Lay down these words
Before your mind like rocks.
             placed solid, by hands
In choice of place, set
Before the body of the mind
             in space and time
 
Last night we were reading in bed when we heard a barred owl calling. Just one. A month or so ago we heard several of them at once, probably a mated pair, and we heard a saw-whet too at the same time. But last night, a single owl. Open the window, I said to John, so we can tell how close it is. With the window open to the falling light, the owl kept calling, and maybe it was in the nearby arbutus or maybe one of the Douglas firs 40 or so feet away, but close enough to hear each note. Who cooks for you, who cooks for you all? I thought of my family, all far away, and I thought of the years we’d sit on the deck at night and call the owls, sometimes hearing one respond. Who cooks for you? It was almost always me, and I never once minded. I thought of all the nights we’d star-gaze, lying under a shower of meteors washing the darkness. The long pale river of the Milky Way, the W of Casseiopeia, one star for each of us, the seven stars of the Great Bear. Last night the owl reminded me of all the things I love and need to pay attention to closely again as the world whirls in its uncertainty. Lay down these words.
 
Solidity of bark, leaf, or wall
             riprap of things:
Cobble of milky way,
             straying planets,

Note: the poem is “Riprap”.

4 thoughts on ““Lay down these words” (Gary Snyder)”
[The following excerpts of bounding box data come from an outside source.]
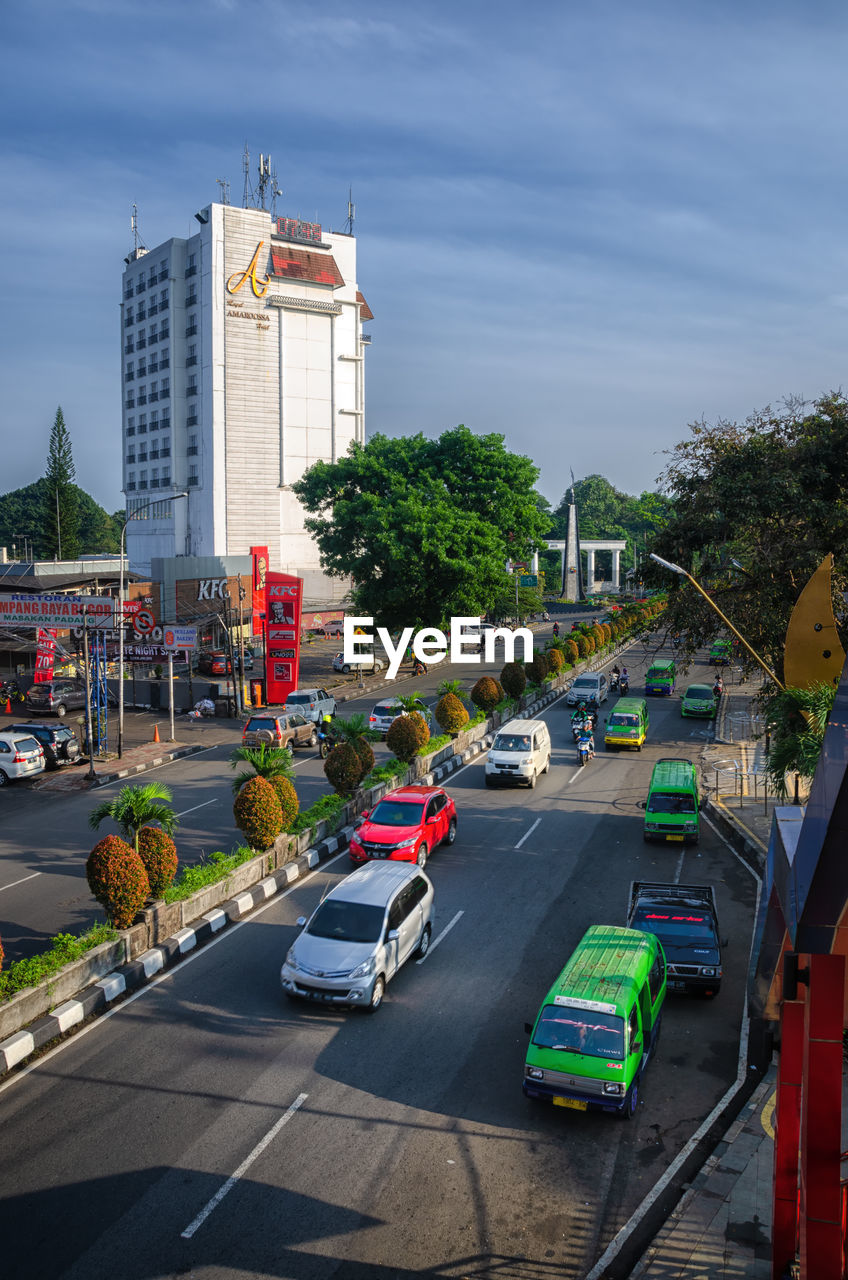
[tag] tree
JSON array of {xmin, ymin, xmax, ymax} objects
[
  {"xmin": 292, "ymin": 426, "xmax": 550, "ymax": 630},
  {"xmin": 646, "ymin": 393, "xmax": 848, "ymax": 677},
  {"xmin": 88, "ymin": 782, "xmax": 179, "ymax": 852},
  {"xmin": 42, "ymin": 406, "xmax": 79, "ymax": 559}
]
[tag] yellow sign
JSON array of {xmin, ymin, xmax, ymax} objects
[{"xmin": 227, "ymin": 241, "xmax": 270, "ymax": 298}]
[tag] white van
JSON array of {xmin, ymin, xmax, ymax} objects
[{"xmin": 485, "ymin": 721, "xmax": 551, "ymax": 787}]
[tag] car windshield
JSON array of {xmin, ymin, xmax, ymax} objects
[
  {"xmin": 533, "ymin": 1005, "xmax": 624, "ymax": 1061},
  {"xmin": 492, "ymin": 733, "xmax": 530, "ymax": 751},
  {"xmin": 306, "ymin": 899, "xmax": 386, "ymax": 942},
  {"xmin": 633, "ymin": 908, "xmax": 716, "ymax": 943},
  {"xmin": 368, "ymin": 800, "xmax": 424, "ymax": 827},
  {"xmin": 647, "ymin": 791, "xmax": 696, "ymax": 813}
]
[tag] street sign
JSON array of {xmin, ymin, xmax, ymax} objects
[{"xmin": 162, "ymin": 618, "xmax": 197, "ymax": 649}]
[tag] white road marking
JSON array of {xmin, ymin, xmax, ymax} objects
[
  {"xmin": 515, "ymin": 818, "xmax": 542, "ymax": 849},
  {"xmin": 181, "ymin": 1093, "xmax": 309, "ymax": 1240},
  {"xmin": 174, "ymin": 797, "xmax": 218, "ymax": 818},
  {"xmin": 415, "ymin": 911, "xmax": 465, "ymax": 964},
  {"xmin": 0, "ymin": 872, "xmax": 41, "ymax": 893}
]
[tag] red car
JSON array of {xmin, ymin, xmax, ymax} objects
[{"xmin": 350, "ymin": 786, "xmax": 456, "ymax": 867}]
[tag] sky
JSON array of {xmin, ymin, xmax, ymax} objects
[{"xmin": 0, "ymin": 0, "xmax": 848, "ymax": 511}]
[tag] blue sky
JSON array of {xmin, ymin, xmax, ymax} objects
[{"xmin": 0, "ymin": 0, "xmax": 848, "ymax": 511}]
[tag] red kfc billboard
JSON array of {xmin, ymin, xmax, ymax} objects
[{"xmin": 265, "ymin": 572, "xmax": 304, "ymax": 705}]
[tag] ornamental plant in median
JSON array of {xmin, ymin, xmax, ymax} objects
[
  {"xmin": 86, "ymin": 836, "xmax": 150, "ymax": 929},
  {"xmin": 471, "ymin": 668, "xmax": 506, "ymax": 716},
  {"xmin": 501, "ymin": 662, "xmax": 526, "ymax": 698},
  {"xmin": 233, "ymin": 776, "xmax": 283, "ymax": 850},
  {"xmin": 138, "ymin": 827, "xmax": 179, "ymax": 897},
  {"xmin": 386, "ymin": 712, "xmax": 430, "ymax": 764},
  {"xmin": 434, "ymin": 692, "xmax": 469, "ymax": 733}
]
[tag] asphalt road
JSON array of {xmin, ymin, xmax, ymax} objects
[
  {"xmin": 0, "ymin": 640, "xmax": 754, "ymax": 1280},
  {"xmin": 0, "ymin": 614, "xmax": 602, "ymax": 964}
]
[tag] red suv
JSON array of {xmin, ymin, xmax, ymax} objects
[{"xmin": 350, "ymin": 786, "xmax": 456, "ymax": 867}]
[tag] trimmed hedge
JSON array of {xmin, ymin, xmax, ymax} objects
[
  {"xmin": 138, "ymin": 827, "xmax": 179, "ymax": 897},
  {"xmin": 86, "ymin": 836, "xmax": 150, "ymax": 929},
  {"xmin": 233, "ymin": 776, "xmax": 283, "ymax": 850}
]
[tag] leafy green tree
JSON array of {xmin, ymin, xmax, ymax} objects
[
  {"xmin": 646, "ymin": 394, "xmax": 848, "ymax": 677},
  {"xmin": 293, "ymin": 426, "xmax": 550, "ymax": 630},
  {"xmin": 88, "ymin": 782, "xmax": 179, "ymax": 852},
  {"xmin": 42, "ymin": 406, "xmax": 79, "ymax": 559}
]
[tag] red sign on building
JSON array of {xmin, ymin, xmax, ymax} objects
[{"xmin": 265, "ymin": 573, "xmax": 304, "ymax": 705}]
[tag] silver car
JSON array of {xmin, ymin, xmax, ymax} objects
[{"xmin": 279, "ymin": 861, "xmax": 434, "ymax": 1014}]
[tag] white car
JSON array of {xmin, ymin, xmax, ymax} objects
[
  {"xmin": 0, "ymin": 732, "xmax": 45, "ymax": 787},
  {"xmin": 333, "ymin": 653, "xmax": 386, "ymax": 676},
  {"xmin": 279, "ymin": 861, "xmax": 434, "ymax": 1014}
]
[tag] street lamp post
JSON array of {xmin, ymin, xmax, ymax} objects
[
  {"xmin": 118, "ymin": 489, "xmax": 188, "ymax": 759},
  {"xmin": 651, "ymin": 552, "xmax": 785, "ymax": 692}
]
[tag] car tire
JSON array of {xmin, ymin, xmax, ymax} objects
[{"xmin": 368, "ymin": 973, "xmax": 386, "ymax": 1014}]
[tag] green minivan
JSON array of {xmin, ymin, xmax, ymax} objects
[
  {"xmin": 644, "ymin": 658, "xmax": 676, "ymax": 694},
  {"xmin": 523, "ymin": 924, "xmax": 666, "ymax": 1120},
  {"xmin": 603, "ymin": 698, "xmax": 649, "ymax": 751},
  {"xmin": 644, "ymin": 759, "xmax": 701, "ymax": 845}
]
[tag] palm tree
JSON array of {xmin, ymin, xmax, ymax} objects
[
  {"xmin": 765, "ymin": 684, "xmax": 836, "ymax": 797},
  {"xmin": 88, "ymin": 782, "xmax": 179, "ymax": 852},
  {"xmin": 229, "ymin": 742, "xmax": 293, "ymax": 794}
]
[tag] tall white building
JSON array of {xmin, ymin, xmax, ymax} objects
[{"xmin": 122, "ymin": 204, "xmax": 371, "ymax": 596}]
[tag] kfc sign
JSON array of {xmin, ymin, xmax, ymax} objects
[{"xmin": 265, "ymin": 573, "xmax": 304, "ymax": 705}]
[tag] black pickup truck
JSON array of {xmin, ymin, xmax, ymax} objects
[{"xmin": 628, "ymin": 881, "xmax": 721, "ymax": 996}]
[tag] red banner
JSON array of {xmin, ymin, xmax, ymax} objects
[
  {"xmin": 265, "ymin": 573, "xmax": 304, "ymax": 707},
  {"xmin": 32, "ymin": 627, "xmax": 59, "ymax": 685},
  {"xmin": 250, "ymin": 547, "xmax": 268, "ymax": 636}
]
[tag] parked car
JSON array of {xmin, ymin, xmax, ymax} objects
[
  {"xmin": 0, "ymin": 730, "xmax": 45, "ymax": 787},
  {"xmin": 279, "ymin": 863, "xmax": 434, "ymax": 1014},
  {"xmin": 197, "ymin": 649, "xmax": 254, "ymax": 676},
  {"xmin": 565, "ymin": 671, "xmax": 608, "ymax": 707},
  {"xmin": 6, "ymin": 722, "xmax": 81, "ymax": 769},
  {"xmin": 333, "ymin": 653, "xmax": 386, "ymax": 676},
  {"xmin": 348, "ymin": 786, "xmax": 456, "ymax": 867},
  {"xmin": 283, "ymin": 689, "xmax": 336, "ymax": 724},
  {"xmin": 26, "ymin": 676, "xmax": 86, "ymax": 716},
  {"xmin": 368, "ymin": 698, "xmax": 434, "ymax": 737},
  {"xmin": 241, "ymin": 712, "xmax": 318, "ymax": 748}
]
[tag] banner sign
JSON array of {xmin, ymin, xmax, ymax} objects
[
  {"xmin": 0, "ymin": 595, "xmax": 115, "ymax": 628},
  {"xmin": 32, "ymin": 627, "xmax": 56, "ymax": 685},
  {"xmin": 161, "ymin": 627, "xmax": 197, "ymax": 649},
  {"xmin": 265, "ymin": 573, "xmax": 304, "ymax": 707},
  {"xmin": 250, "ymin": 547, "xmax": 268, "ymax": 636}
]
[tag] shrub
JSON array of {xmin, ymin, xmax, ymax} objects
[
  {"xmin": 471, "ymin": 668, "xmax": 506, "ymax": 716},
  {"xmin": 434, "ymin": 694, "xmax": 469, "ymax": 733},
  {"xmin": 138, "ymin": 827, "xmax": 179, "ymax": 897},
  {"xmin": 268, "ymin": 777, "xmax": 300, "ymax": 831},
  {"xmin": 351, "ymin": 733, "xmax": 375, "ymax": 782},
  {"xmin": 324, "ymin": 742, "xmax": 363, "ymax": 796},
  {"xmin": 386, "ymin": 712, "xmax": 430, "ymax": 764},
  {"xmin": 86, "ymin": 836, "xmax": 150, "ymax": 929},
  {"xmin": 233, "ymin": 776, "xmax": 283, "ymax": 849}
]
  1. Here in the metropolis – raccoons, squirrels, skunks, possums, many birds, a coyote or two. And for me, carpenter bees drilling holes in my house. Nature ready to take over when we finally wipe ourselves out.

    1. I often wonder how long it would take. I’m reading John McPhee’s Coming Into the Country right now (well, re-reading some parts; other sections are new to me) and it’s interesting how often he describes a derelict cabin on the shores of a creek, with spruce growing from the sod roof.